ガテン系おまわりさんの、溺愛彼女



「これは遠いし……、これは、ちょっと難しいかな?」

 アルバイトの昼休み。昼食を食べ終えてから、私はボランティア団体の広報誌を前にして、眉間に皺を寄せていた。

「優花ちゃん、お疲れー。って、どうしたの? 難しい顔しちゃって」

 休憩室にやって来た照井さんは、私を見るやいなや目を丸くした。

「え、そんなにとんでもない顔してました?」

「とんでもないというか……何かテストの問題でも解いてるのかと思ったわ。これってもしかして、求人誌?」

「いえ、そのっ……今度のお休みの日に、何か学童以外のボランティアに参加しようかなと思いまして」

 ボランティア団体の広報誌には、ボランティアの募集情報も掲載されている。私は、それを見ていたのだ。

 黒崎さんと学童で再会してから、早三日。私たちは連絡先を交換して、二人で参加するボランティア先を探していた。

 黒崎さんに協力することになったものの、彼も私も交代勤務ということもあり、なかなか休みが合わない。そのため、次に休みが合うのは五月のゴールデンウィーク期間中の一日のみだった。

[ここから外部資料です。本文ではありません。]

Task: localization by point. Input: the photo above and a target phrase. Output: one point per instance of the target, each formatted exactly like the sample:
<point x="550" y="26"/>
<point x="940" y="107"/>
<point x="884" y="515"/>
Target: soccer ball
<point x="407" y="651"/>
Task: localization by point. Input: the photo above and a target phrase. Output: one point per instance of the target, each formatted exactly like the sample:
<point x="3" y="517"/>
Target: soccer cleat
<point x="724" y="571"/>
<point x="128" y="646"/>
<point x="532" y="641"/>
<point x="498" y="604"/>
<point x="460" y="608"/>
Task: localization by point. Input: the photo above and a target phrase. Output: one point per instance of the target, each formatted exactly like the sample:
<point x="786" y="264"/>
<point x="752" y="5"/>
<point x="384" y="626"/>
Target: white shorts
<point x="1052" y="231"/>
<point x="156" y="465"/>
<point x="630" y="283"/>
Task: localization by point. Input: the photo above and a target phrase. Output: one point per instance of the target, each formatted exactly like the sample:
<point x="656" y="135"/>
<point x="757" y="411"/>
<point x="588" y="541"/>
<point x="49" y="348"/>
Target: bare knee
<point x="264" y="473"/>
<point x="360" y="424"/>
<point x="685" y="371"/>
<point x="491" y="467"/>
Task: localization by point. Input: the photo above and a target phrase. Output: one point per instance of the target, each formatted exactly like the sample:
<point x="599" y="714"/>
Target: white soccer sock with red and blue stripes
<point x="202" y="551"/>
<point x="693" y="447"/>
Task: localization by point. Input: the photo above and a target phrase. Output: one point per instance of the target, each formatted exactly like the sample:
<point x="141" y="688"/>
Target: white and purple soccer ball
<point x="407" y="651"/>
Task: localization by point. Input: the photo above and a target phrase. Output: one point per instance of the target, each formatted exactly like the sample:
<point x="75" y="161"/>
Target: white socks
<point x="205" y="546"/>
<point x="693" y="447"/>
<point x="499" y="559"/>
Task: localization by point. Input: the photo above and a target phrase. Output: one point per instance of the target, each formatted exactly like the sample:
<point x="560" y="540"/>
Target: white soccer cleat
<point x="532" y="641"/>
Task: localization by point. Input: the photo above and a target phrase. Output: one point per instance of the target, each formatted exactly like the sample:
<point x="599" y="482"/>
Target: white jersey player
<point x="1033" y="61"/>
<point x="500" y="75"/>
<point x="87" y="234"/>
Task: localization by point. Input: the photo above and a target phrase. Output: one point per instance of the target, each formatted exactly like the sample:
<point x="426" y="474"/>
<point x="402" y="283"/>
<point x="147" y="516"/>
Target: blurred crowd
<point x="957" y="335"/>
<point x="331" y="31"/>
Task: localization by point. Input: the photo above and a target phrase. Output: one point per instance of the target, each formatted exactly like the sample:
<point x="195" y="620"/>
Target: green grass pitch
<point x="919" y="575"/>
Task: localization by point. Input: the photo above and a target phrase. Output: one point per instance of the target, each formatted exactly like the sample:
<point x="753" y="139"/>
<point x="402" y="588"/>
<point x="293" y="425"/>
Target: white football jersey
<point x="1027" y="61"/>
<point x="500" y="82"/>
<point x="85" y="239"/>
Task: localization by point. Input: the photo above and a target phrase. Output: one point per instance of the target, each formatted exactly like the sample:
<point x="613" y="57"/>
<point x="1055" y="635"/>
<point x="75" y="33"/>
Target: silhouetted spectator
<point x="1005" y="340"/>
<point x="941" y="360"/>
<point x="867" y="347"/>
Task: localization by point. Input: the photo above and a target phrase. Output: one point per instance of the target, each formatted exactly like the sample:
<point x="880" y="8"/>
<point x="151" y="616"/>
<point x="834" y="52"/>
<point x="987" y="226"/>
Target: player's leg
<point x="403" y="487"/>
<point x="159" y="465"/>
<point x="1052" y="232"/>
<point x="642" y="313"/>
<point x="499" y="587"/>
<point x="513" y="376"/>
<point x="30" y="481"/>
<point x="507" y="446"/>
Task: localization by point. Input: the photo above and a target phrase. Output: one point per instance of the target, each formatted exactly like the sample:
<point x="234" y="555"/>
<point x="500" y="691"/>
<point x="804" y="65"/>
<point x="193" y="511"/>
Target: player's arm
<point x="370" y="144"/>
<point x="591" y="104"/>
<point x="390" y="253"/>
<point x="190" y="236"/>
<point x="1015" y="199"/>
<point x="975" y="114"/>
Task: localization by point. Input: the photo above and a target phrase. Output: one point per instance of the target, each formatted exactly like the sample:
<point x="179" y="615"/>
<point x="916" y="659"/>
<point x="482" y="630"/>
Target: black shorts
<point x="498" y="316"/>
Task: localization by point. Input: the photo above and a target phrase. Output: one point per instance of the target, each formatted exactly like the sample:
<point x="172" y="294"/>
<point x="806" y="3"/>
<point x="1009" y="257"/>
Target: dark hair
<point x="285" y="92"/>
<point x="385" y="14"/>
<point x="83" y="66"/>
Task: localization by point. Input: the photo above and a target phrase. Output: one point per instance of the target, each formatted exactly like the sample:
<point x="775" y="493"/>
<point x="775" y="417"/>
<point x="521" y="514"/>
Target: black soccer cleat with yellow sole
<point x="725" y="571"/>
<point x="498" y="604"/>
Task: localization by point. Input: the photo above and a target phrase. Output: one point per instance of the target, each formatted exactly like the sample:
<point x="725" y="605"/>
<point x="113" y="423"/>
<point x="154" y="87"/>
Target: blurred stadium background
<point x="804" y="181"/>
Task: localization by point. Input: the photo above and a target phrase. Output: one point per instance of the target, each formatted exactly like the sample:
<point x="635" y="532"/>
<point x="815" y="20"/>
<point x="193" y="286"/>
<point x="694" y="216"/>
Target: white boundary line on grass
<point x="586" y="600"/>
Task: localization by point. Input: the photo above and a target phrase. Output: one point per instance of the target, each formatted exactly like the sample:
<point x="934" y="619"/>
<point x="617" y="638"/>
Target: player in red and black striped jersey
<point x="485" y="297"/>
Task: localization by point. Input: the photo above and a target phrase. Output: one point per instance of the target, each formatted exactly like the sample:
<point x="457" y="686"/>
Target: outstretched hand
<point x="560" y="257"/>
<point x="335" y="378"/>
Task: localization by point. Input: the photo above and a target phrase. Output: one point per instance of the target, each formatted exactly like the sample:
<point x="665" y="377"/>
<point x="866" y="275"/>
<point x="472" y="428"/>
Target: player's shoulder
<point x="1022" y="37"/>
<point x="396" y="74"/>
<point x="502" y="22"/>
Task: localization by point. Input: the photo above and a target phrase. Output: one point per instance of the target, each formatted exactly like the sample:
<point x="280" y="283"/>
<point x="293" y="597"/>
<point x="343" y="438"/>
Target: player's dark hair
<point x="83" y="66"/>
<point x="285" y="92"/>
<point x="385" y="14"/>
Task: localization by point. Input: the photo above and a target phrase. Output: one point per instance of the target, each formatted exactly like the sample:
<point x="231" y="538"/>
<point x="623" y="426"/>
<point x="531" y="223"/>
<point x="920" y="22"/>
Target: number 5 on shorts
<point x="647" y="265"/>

 広報誌にはたくさんのボランティア募集が並んでいるものの、その日一日限り、ピンポイントで参加できるものは、なかなか見つからない。

「相変わらず、熱心だねえ。ちなみに、いつ参加したいの?」

「五月の三日で……友だちと参加したいんですけど、休みがその日しか合わなくって」

 黒崎さんのことを友だちと呼んで良いのか少し迷いながら、私は言った。